PLAY: "The Germans in Paris"

Jonathan Leaf's play, The Germans in Paris, has two duels, three revolutionaries, and an adulterous love affair. For all that, it comes across more as a comedy than a serious play, and on top of that, as more of an intelligent play than a rip-roarer. The lines are clever, but often come across as dry or artificial, and the plot's distracted narrative never picks up enough speed for a climax or a denouement. There is much to admire in Leaf's play, for the performances are still sincere and full-bodied and their costumes are as rich as the play wishes to be, but his vision of 1840's France is strikingly out of focus.


First off, the story revolves around Heinrich Heine, who may be a poet in real life, but is here portrayed as a smug, pinched, and pared aristocrat (even though he is written as a womanizing socialite). Jon Krupp is engaging in the role, but far from poetic in his language or carriage. Rather, he makes Heine sullen and untouchable: when he gets into a duel with the bellicose Solomon Strauss he seems almost apathetic; after being shot, he laughs and fires his own gun into the air.

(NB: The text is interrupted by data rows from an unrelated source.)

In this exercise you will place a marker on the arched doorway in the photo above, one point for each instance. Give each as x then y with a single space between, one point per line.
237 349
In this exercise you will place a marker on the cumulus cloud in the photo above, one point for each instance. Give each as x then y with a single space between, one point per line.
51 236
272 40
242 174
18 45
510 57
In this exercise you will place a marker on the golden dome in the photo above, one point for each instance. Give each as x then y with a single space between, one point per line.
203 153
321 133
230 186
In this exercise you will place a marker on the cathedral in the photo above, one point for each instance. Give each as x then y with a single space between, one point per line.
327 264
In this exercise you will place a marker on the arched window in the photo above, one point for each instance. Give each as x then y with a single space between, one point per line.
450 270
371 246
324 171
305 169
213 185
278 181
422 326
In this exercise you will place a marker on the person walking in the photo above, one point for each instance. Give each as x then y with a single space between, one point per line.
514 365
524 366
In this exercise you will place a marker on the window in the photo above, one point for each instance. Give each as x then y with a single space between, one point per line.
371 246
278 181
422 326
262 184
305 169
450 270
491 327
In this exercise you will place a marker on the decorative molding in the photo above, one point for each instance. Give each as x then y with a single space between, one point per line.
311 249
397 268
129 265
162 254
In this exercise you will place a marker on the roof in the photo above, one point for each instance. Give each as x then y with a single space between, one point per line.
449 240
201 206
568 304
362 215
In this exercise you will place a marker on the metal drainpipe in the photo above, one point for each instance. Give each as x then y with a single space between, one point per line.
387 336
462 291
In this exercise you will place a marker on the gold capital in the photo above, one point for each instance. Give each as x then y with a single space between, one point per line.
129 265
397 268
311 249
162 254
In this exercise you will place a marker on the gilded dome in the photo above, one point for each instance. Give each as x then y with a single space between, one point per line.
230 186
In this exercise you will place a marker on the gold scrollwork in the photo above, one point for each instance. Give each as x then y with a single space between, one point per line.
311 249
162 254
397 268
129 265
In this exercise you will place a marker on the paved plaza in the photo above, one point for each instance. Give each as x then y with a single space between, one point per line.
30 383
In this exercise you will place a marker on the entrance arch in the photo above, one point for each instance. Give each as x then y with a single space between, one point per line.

It's the way we would expect the more lively character, Karl Marx, to act; instead, Marx comes off as an arrogant, self-serving man, filled so much with revolutionary fervor that he scarcely knows how to care for his own family, let alone fight his own duels. Leaf's script makes the likable Ross Beschler portray Marx as a villain and the reserved Krupp's Heine into a hero, and The Germans in Paris, like its title, works best as a fine display of paradox.

What Leaf has done, and what I fear director James Milton only emphasizes, is to wrap this paradox not in a riddle or an enigma, but in the cloying, bumbling presence of Richard Wagner, a role hammed up by Brian Wallace. Wagner has little to offer the play in terms of ideas -- the character is an egotist, and spends most of his time talking about his struggles trying to publish music. Alone, Wagner's pitiable existence might make for an enjoyable farce, coupled with two other characters screaming for attention, his plight means little and, in fact, gets little attention from the writer or director. The only plot followed through on is that of Heine's affair with Mme. Morisot (a charming Angelica Torn); even his marriage to Mathilde (Kathryn Elisabeth Lawson) comes across as no more than dramatic effect.

It takes Tom Stoppard nine hours and three plays to tell the story of his Russian intellectuals in The Coast of Utopia, and while we can all aspire to do better than that, two hours is perhaps not enough time to do anything of great weight or import in The Germans in Paris.